The complex nature of fecal material
Fecal material contains bacteria, viruses, bacteriophages – the viruses that bacteria can transfer among themselves and to the host, other types of microorganisms, and all the chemical products of the metabolic processes of all these living creatures. Each stool donor has a unique microbial profile, as does each fecal transplant recipient. Donor stool is screened for drug resistant and abnormal bacteria, prepared as a slurry and introduced into the colon via colonoscope, or into the stomach or small intestine via a tube. Capsules that resist the acid and enzymatic environment of the upper GI tract also show some promise.
Probiotics: less complex mixtures of living organisms than fecal transplants
Like fecal transplants, probiotics aim to create a healthier balance of bacteria in the gut, but they are capsules containing a few types of freeze-dried bacteria harvested from cultures in labs. When swallowed and exposed to the warmth and moisture of the body’s interior they spring to life. Sold as supplements, probiotics are not subject to FDA quality control.
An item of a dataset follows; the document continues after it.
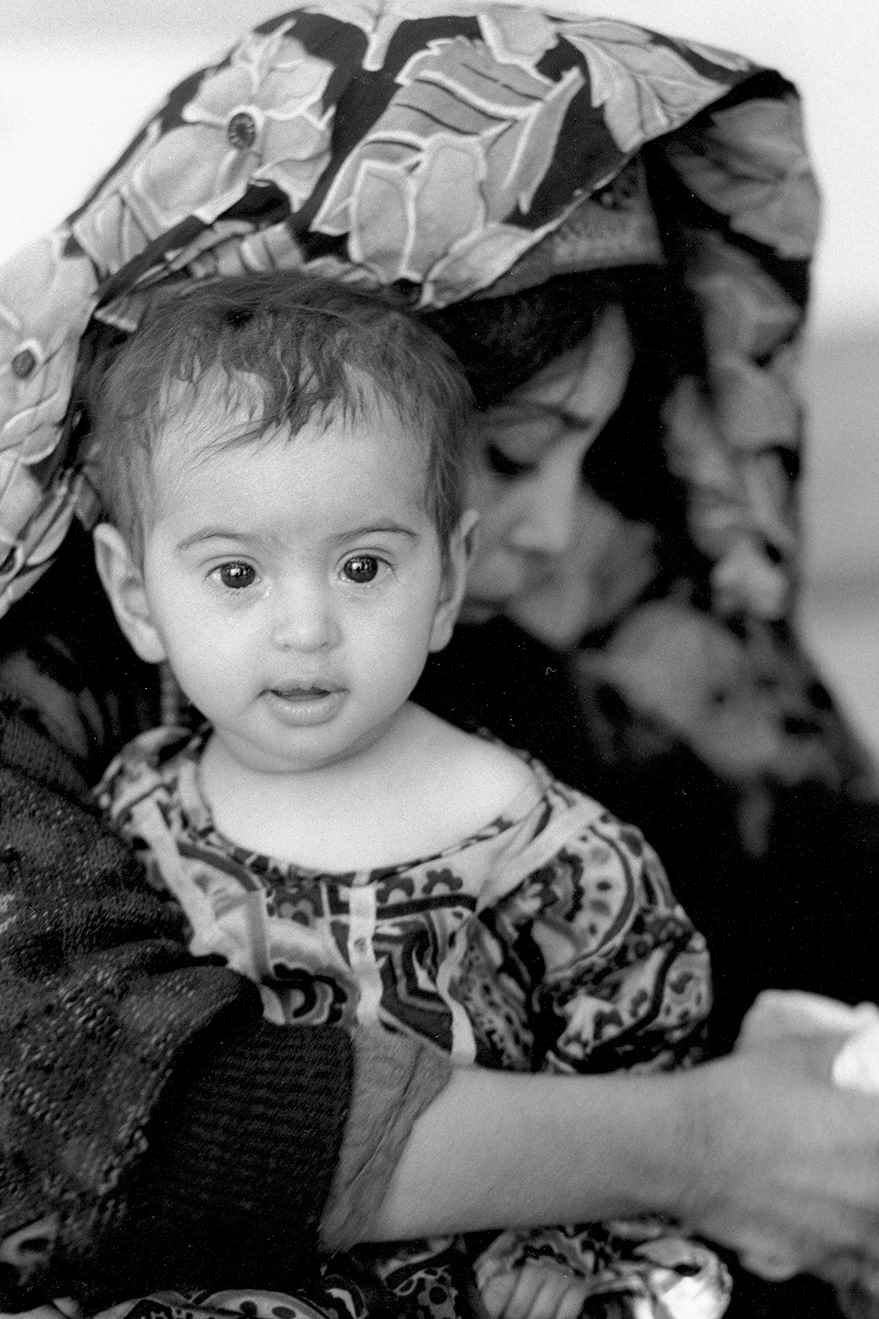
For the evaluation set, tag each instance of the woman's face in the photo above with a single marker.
(528, 486)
Probiotics have been studied as treatments for antibiotic-induced diarrhea, allergies, autism, metabolic syndrome, autoimmune ulcerative colitis, Crohn’s, disease, infectious colitis, constipation, traveler’s diarrhea, periodontal disease, and more. The studies are fraught with problems that make most of them inconclusive at best. But as preventives for antibiotic0induced diarrhea and clostridium difficile diarrhea, probiotics may be helpful and are generally not harmful for otherwise healthy people. Theoretically, people with depressed immune systems could contract an infection from one of the organisms included in the product. There has been at least one neonatal death attributed to a contaminated probiotic.
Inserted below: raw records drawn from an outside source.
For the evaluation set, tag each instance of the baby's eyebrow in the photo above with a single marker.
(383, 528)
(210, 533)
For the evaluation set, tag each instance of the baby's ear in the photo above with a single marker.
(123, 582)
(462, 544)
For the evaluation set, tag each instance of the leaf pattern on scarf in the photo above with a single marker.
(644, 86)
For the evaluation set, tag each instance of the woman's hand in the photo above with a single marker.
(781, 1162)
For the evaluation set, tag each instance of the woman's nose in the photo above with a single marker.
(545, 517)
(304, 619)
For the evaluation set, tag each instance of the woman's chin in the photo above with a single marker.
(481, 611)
Do the introduced bacteria survive?
A recent, carefully designed study from Israel assessed whether or not probiotic bacteria took up residence in the colon after ingestion. In some people, called persisters, the probiotic bacteria can be found in the recipient, but in others, called resisters, none of the probiotic bacteria survive. The type of bacterial populations already living in the gut make the difference. In addition, another good study demonstrated that probiotic use actually delayed the return of normal bacteria to the colon after a course of antibiotics.
Much work remains in the investigation of the human microbiome and in attempts to improve health by manipulating it. What is clear so far is that each person’s microbiome is unique and that success in understanding and manipulating it will require individualized evaluation. Most probiotic use at this time is a one-size-fits-all approach, done for non-specific reasons. Similar to Metchnikoff’s Bulgarian yogurt.*
*modern science shows that the lactobacillus in the yogurt does not survive the trip through the gut to the colon.